Monday, December 5, 2011

Should I Refinance?

This is one of the most frequently asked questions from clients.  Here are some rules of thumb:
  • Mortgage rates are historically low right now and most likely the lowest we will ever see so it is wise to take advantage of the opportunity in today's economic environment
  • You need to have at least 20% equity in your home to refi
  • You should be planning to stay in your home for at least 3 years or longer to offset the cost of the refi
  • It only makes sense if you can lower your interest rate by a 1/2 percent or more
  • Always get a fixed rate loan
Many folks think that getting a 15 year loan is a smart deal as their house will be paid off quicker.  While that is true, I always counsel folks to get the 30 year fixed loan because it doesn't lock you into the higher payment.  And you always have the option of paying extra principal on your loan and shortening the payoff time.  And, for example, what if you lost your job or had significant unexpected expenses to deal with, then the 30 year loan is a welcome relief.  A 30 year loan gives you peace of mind at night. 
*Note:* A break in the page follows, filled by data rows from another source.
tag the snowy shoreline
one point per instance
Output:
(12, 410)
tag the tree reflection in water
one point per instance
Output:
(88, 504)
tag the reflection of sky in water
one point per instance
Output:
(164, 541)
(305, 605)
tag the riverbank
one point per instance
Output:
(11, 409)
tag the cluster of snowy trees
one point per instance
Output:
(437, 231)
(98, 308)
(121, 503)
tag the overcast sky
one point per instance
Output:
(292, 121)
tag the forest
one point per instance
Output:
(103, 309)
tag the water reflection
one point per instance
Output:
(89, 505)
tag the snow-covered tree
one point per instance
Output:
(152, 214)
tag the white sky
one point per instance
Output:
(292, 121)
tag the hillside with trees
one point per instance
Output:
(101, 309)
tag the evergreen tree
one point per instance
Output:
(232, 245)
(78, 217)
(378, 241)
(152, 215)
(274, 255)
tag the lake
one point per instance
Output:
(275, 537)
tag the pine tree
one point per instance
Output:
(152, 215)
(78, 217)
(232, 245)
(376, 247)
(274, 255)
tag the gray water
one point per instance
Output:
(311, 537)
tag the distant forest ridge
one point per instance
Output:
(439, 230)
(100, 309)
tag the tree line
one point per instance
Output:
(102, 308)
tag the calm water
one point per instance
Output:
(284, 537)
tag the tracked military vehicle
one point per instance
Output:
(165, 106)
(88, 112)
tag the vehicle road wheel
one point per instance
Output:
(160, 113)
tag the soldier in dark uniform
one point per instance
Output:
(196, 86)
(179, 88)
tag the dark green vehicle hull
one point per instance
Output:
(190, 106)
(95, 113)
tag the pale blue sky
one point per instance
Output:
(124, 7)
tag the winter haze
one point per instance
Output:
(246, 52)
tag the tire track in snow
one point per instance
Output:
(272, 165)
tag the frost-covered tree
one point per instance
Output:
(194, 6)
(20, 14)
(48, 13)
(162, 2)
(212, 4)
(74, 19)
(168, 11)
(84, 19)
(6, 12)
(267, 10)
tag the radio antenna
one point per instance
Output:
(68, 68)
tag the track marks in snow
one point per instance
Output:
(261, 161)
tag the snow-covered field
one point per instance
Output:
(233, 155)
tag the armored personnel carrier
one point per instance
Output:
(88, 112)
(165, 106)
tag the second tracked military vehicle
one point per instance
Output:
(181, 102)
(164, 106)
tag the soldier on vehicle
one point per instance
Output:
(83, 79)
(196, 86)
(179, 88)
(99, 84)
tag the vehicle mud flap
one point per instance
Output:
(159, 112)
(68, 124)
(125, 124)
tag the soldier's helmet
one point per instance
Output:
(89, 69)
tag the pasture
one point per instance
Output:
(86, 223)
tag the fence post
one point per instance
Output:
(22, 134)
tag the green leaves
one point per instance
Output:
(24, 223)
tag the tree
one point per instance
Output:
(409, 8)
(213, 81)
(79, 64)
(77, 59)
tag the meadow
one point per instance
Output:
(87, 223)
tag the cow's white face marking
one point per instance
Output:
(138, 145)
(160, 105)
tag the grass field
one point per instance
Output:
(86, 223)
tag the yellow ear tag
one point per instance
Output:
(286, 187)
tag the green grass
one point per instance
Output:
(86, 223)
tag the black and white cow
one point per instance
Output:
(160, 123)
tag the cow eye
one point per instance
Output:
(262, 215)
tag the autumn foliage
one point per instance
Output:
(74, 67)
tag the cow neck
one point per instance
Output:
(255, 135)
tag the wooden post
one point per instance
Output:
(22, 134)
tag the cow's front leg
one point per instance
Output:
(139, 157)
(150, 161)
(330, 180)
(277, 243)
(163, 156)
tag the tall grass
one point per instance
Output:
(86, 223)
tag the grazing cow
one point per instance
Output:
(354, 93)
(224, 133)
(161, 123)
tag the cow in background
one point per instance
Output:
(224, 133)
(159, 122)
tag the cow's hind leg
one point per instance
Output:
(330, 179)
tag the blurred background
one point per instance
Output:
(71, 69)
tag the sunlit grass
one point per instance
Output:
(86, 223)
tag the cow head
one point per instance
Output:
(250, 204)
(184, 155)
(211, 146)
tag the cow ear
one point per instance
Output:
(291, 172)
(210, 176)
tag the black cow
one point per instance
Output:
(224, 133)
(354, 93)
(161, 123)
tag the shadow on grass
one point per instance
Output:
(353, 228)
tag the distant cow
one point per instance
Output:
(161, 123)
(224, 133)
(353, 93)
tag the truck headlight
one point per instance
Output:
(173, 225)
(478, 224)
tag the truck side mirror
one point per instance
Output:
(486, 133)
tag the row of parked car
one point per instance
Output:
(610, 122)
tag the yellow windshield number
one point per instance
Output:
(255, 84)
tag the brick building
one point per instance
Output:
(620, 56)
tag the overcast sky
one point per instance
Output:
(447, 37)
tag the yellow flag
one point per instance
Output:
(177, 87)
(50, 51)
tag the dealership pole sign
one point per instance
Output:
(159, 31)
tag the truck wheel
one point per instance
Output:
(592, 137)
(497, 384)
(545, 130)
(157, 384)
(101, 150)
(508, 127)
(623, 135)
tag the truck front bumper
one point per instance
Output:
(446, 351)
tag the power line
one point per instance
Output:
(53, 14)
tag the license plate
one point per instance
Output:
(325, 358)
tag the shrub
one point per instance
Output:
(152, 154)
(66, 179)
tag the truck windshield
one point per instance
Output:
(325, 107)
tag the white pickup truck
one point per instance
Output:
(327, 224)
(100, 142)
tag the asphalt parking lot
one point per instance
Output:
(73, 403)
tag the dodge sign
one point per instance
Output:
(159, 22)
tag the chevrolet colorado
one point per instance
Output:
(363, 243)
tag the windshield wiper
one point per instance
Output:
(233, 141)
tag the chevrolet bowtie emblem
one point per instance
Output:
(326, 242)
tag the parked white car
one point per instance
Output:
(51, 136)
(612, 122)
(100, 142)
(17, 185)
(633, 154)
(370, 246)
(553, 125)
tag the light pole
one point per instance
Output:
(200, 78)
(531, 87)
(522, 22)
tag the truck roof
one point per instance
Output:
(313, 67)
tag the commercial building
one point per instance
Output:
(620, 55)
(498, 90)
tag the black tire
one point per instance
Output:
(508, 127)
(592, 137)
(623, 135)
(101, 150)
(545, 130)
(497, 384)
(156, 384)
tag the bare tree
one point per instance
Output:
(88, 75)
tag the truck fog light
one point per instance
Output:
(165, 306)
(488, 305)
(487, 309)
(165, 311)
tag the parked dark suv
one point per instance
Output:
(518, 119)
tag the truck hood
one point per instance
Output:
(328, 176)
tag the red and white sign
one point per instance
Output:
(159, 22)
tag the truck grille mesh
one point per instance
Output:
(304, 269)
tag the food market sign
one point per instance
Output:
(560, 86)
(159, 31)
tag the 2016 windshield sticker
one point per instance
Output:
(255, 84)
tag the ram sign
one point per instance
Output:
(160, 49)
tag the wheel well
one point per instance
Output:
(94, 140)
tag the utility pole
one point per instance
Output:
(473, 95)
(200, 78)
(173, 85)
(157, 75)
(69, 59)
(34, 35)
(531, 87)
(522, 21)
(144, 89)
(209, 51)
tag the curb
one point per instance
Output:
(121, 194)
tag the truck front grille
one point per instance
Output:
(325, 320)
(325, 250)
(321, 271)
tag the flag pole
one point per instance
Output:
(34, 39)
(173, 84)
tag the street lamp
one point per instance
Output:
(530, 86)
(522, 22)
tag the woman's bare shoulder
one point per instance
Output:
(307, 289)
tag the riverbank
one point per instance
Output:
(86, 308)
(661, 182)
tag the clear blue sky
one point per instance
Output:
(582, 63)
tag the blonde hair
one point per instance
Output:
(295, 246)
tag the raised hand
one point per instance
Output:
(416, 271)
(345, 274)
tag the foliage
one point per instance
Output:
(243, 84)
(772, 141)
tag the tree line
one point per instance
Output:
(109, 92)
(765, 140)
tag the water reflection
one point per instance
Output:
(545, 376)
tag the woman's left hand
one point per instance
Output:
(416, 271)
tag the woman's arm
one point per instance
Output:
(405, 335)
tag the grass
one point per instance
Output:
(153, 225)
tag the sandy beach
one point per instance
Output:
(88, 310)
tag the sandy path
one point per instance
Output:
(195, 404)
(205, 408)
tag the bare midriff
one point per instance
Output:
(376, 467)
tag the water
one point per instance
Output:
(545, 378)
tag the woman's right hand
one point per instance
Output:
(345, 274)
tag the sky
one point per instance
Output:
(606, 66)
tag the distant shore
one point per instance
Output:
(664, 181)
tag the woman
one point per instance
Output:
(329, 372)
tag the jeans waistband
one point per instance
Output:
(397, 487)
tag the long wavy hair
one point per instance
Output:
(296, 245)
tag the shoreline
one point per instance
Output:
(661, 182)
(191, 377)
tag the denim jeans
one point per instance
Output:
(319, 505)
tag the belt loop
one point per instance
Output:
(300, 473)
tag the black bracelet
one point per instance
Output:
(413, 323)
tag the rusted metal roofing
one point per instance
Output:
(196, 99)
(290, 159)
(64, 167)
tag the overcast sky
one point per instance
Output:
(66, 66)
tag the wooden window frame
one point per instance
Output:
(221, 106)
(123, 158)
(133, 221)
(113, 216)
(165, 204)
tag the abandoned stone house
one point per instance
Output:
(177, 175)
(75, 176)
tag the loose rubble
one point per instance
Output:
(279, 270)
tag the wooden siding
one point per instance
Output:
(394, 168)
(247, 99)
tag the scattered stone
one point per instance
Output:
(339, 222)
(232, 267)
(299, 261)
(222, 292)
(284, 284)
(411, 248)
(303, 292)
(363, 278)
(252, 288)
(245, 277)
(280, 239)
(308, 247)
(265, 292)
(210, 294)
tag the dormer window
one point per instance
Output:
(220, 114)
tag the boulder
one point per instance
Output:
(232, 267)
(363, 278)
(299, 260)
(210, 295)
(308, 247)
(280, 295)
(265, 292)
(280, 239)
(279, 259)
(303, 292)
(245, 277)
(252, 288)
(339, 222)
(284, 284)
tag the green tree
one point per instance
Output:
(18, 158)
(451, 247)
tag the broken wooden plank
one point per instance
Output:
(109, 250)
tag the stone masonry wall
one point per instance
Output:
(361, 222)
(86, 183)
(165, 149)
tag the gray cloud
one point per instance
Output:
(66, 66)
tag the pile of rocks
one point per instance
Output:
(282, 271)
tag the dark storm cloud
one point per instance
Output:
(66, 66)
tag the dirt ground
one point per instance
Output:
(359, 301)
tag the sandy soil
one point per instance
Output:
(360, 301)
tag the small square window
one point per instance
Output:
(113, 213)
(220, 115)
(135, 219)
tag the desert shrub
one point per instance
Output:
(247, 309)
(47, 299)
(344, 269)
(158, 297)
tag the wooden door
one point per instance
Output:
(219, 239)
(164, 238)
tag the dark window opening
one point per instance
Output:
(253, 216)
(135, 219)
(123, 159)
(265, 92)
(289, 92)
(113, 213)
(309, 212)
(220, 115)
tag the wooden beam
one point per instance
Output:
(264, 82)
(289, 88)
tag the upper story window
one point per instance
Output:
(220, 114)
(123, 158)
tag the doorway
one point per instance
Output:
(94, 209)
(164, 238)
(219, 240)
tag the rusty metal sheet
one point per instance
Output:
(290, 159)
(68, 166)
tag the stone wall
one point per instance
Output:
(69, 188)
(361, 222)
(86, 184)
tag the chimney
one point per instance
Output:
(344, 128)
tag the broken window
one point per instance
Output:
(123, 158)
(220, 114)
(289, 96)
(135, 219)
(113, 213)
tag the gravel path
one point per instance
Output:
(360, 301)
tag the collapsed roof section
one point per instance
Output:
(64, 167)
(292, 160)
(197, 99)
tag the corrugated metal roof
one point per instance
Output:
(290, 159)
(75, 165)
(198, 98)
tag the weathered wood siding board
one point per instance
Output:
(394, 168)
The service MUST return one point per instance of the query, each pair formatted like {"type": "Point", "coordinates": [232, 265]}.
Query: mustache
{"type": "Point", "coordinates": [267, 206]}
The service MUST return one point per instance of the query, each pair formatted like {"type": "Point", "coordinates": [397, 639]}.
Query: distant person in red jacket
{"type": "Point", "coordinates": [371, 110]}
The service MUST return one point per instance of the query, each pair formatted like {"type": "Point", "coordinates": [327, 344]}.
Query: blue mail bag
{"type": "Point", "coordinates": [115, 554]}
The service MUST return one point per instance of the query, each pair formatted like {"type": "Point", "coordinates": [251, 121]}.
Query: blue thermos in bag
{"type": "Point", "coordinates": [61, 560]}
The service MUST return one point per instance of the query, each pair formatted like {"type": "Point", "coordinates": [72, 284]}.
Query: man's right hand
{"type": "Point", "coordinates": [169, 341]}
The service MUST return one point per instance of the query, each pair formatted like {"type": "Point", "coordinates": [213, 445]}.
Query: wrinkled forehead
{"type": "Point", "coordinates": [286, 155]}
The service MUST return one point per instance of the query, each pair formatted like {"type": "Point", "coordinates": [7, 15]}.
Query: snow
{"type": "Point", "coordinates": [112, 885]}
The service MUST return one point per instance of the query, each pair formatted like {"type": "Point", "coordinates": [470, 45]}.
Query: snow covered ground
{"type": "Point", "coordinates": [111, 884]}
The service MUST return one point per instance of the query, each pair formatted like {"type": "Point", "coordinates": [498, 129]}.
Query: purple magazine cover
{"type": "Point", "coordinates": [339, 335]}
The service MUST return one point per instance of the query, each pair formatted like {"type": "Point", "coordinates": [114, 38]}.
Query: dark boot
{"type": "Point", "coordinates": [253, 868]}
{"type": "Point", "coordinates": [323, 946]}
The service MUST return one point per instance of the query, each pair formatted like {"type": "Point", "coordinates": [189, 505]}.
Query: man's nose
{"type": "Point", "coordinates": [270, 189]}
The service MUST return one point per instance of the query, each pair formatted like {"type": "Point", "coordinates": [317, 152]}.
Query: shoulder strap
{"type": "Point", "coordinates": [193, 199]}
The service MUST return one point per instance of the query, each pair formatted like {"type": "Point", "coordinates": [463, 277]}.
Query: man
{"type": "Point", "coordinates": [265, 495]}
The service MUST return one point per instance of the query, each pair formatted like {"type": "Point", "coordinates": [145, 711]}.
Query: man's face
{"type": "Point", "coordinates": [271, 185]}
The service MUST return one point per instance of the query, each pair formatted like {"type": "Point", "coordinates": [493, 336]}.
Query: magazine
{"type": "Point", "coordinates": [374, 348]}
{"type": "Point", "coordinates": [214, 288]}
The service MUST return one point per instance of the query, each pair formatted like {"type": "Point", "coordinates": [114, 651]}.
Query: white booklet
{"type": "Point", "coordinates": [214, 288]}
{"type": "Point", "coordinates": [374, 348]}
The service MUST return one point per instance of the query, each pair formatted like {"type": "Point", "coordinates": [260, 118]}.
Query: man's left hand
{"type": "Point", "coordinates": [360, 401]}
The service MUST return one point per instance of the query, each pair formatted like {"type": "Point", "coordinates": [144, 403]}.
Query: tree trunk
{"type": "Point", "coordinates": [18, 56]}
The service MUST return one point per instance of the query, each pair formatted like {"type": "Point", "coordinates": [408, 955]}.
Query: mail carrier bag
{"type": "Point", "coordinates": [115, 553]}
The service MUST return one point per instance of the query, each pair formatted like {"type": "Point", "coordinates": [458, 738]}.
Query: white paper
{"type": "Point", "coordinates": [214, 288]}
What about the costs of refinancing?  Many mortgage companies promote "no cost mortgages" This certainly sounds appealing.  You pay no costs to refinance.  But is it truly free?  Unfortunately, there is no "free lunch" in business.  You will pay these costs one way or another.  Your interest rate will be higher with the "no cost mortgage".  Anywhere from .5% to 1.25% and over the period of 30 years, this higher interest rate really adds to the cost of the loan.  In most cases, it makes more sense to pay the closing costs either out of pocket or added to the loan balance. 

Bankrate (www.bankrate.com) is a good place to start to get an idea of the current refinance rates.  That way, you are are prepared to talk to a lender with competitive information.  The refi marketplace is highly competitive so do your homework!